Dennis Mahagin is a poet and musician from the Pacific Northwest. He is the author, most recently, of the poetry collection, "Longshot & Ghazal" from Mojave River Press-- which will be available on Kindle, Nook, et al., by summer's end. Dennis is also poetry editor for the online magazine, FRiGG. 


Friday, July 29, 2016

Ace Boggess

“Are You Morbid?”
                                                                                               
                                                —online quiz


I spoke to morticians on the phone each day
as though I ran a helpline for those who knew
too much about grief to feel it. Some
sounded like timid strangers in a quiet room
as they rattled off their litanies of names.
“Melody Anderson,” one would say,
“age sixty-four, went to be with the Lord
at St. Mary’s Hospital,” not stopping
to joke—as we in the newsroom did—
Jesus must have been waiting in the ICU,
resting with a post-op morphine drip in the next room.
Funeral directors found nothing funny—
their job to comfort survivors,
mine to get words right: names,
children, spouses, special friends.
I talked to plotters as though we were
intimates ourselves, mourning over
mass graves covered in newsprint
black. One brought me a Christmas tin
loaded with cookies the other reporters
wouldn’t touch. I ate plenty,
not part of the press at times like this,
so much as customer service. 


Ace Boggess is the author of two books of poetry: The Prisoners (Brick Road Poetry Press, 2014) and The Beautiful Girl Whose Wish Was Not Fulfilled (Highwire Press, 2003). His novel, A Song Without a Melody, is forthcoming from Hyperborea Publishing. His writing has appeared in Harvard Review, Mid-American Review, RATTLE, River Styx, North Dakota Quarterly and many other journals.
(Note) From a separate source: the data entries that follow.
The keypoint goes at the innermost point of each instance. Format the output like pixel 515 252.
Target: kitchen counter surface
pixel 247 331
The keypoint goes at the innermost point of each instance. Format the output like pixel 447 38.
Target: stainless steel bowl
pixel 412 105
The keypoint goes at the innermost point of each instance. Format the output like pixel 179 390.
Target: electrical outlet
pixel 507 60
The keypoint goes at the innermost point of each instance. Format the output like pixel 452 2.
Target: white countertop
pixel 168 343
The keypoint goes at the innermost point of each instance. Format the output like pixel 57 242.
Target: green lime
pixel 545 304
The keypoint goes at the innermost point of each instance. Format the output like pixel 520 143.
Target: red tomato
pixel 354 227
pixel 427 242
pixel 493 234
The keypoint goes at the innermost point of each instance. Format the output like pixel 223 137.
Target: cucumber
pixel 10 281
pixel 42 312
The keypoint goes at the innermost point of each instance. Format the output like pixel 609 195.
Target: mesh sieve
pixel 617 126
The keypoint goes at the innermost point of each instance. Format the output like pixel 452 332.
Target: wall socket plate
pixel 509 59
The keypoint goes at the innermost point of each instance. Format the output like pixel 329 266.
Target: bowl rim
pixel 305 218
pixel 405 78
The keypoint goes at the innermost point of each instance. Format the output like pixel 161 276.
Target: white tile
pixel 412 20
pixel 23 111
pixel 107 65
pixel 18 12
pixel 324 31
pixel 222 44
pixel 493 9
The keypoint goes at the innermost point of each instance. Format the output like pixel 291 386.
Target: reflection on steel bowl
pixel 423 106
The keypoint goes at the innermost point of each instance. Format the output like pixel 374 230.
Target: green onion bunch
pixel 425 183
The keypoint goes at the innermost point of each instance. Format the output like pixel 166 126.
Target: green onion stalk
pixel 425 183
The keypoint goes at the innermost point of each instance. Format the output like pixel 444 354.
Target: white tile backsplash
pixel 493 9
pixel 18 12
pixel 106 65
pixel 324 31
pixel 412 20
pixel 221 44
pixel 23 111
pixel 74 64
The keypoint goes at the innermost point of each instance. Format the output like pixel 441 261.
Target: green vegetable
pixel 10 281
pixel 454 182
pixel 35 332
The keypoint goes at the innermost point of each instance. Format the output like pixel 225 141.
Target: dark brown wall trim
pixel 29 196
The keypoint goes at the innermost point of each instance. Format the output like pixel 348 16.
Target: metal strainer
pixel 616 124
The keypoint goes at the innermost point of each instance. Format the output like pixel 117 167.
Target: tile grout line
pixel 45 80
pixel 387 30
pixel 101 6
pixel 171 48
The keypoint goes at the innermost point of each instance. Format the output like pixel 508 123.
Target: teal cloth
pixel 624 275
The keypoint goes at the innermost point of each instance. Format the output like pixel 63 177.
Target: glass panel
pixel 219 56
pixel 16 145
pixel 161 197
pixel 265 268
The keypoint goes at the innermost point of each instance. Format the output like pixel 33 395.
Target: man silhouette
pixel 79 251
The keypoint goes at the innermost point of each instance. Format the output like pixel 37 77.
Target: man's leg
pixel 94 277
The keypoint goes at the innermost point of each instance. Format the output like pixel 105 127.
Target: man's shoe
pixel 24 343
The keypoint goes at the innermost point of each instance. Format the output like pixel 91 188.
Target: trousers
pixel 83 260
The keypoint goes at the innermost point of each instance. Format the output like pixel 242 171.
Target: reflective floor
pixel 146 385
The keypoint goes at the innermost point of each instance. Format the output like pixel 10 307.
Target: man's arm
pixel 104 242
He lives in Charleston, West Virginia.

Saturday, July 23, 2016

LNP Manifesto

     In trying to sum up what our aesthetic at Live Nude Poems will be, we are drawn to the idea and function of poetry.  In our opinion, we’ve always believed that poetry must serve a purpose – to enlighten, to explain and by doing so, bring a greater understanding of self.  We have a job to do as poets, even if only to better know our own humanity.  We're certainly not here to argue what art is or why we write.  We write because we have to, and the work is unique to each of us.  Knowing that, we would like to showcase poetry that breathes and presents moments in time, work that helps us understand you, tells a story, changes the reader--if only for a second.